There are less than two weeks left until I depart for Monterrey, MX. While I’ve been organized for this trip/treatment for several months now, I still feel like there’s endless stuff to organize. Gah!
I left Canada in late November and have been in the USA for the last two months. No peeps, I am not in Maui so don’t be jealous. It was quite the load of decisions to make on what to pack, how much of this or that, along with compiling all my meds, supplements, etc., for three months. I was going to be in cold weather for two months, then in MX it will be warmer, meaning I had to plan for two climates. I already feel terrible for the porters who help me as I have so much luggage in tow.

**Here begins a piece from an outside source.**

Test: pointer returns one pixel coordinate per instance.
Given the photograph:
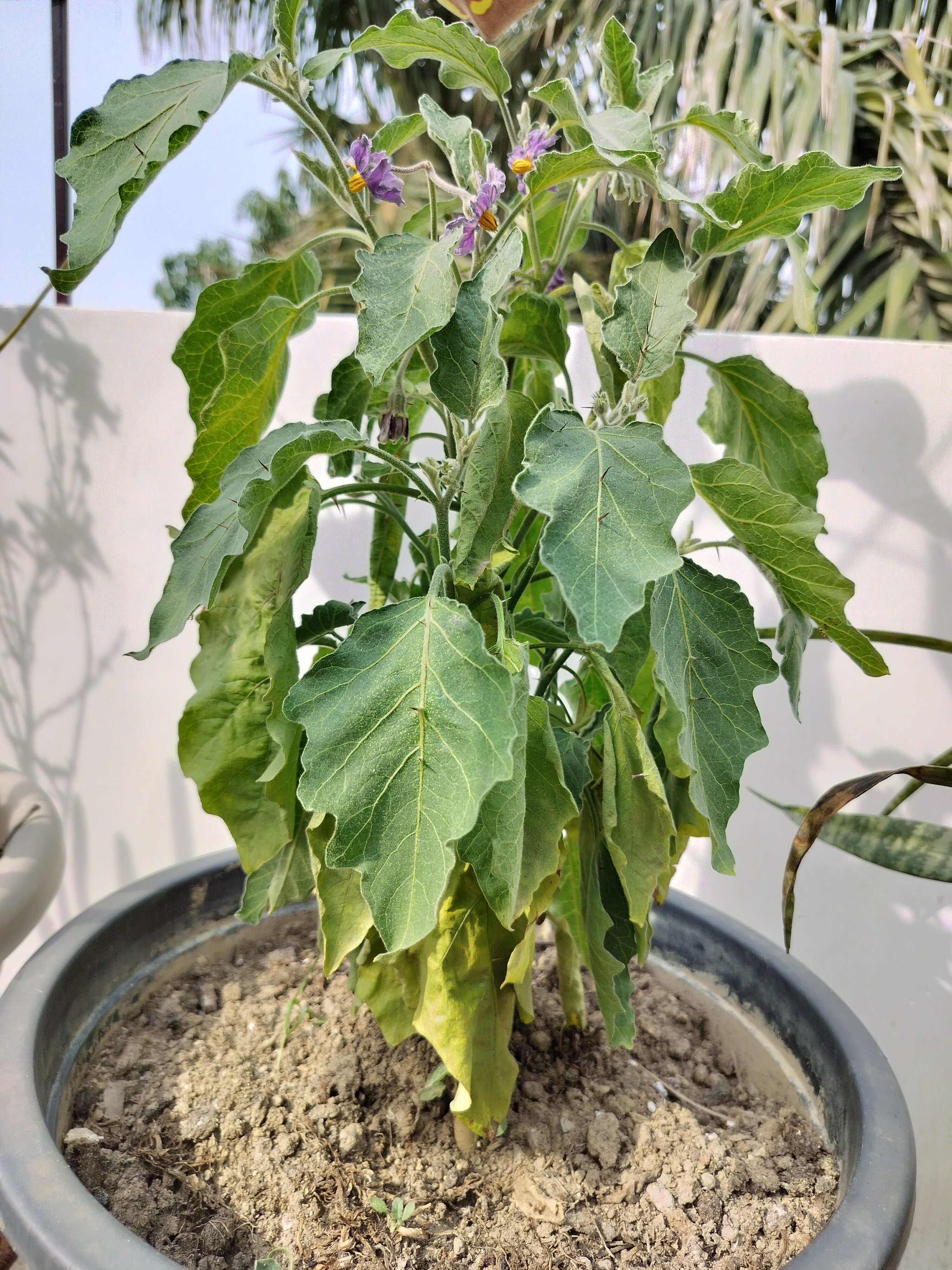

To supplement my vitamin D these last few months, I joined a local gym to access their tanning beds (@$23/month, how could I go wrong at that rate?!). The gym had this intense light therapy machine that felt so soothing for my pain. The machine also had this really cool vibrating base so I’d stand for a few minutes, close my eyes with my hands against the sides (for balance) as an exercise for my brain to redevelop proproception. It was a challenging one!
All this aside, I think I’m having a mild disease relapse as I’ve developed severe itching on various (and odd) parts of my body. Itchiness is a constant symptom of mine, but this is a new level of intensity and the rashes are growing in size every day. It’s driving me crazy. I have oral prednisone with me so likely I will start that tomorrow for some relief.
I have to admit I’m nervous about HSCT. I love the thrill of rollercoasters, but this a different kind of rollercoaster. One that entails kind of trying to kill me, then bringing me back to life again. OK, that’s rather dramatic, but you get the idea 😉
If I haven’t mentioned before I hate nausea/puking and any type of IV. I ask for the smallest guage IV catheter (needle) as my veins shrivel up at the sight of them. Yup I’m bona fide big baby! This is some serious chemo I’m going to get, so mentally I need to get my head around that. Or maybe I don’t, I still have time to figure that one out.
Overall, I’m excited. And eternally grateful to the heaps of people who have – both emotionally and financially – supported me every step of the way to have this treatment. The outpouring of love from everyone has humbled me beyond words. I’m truly blessed.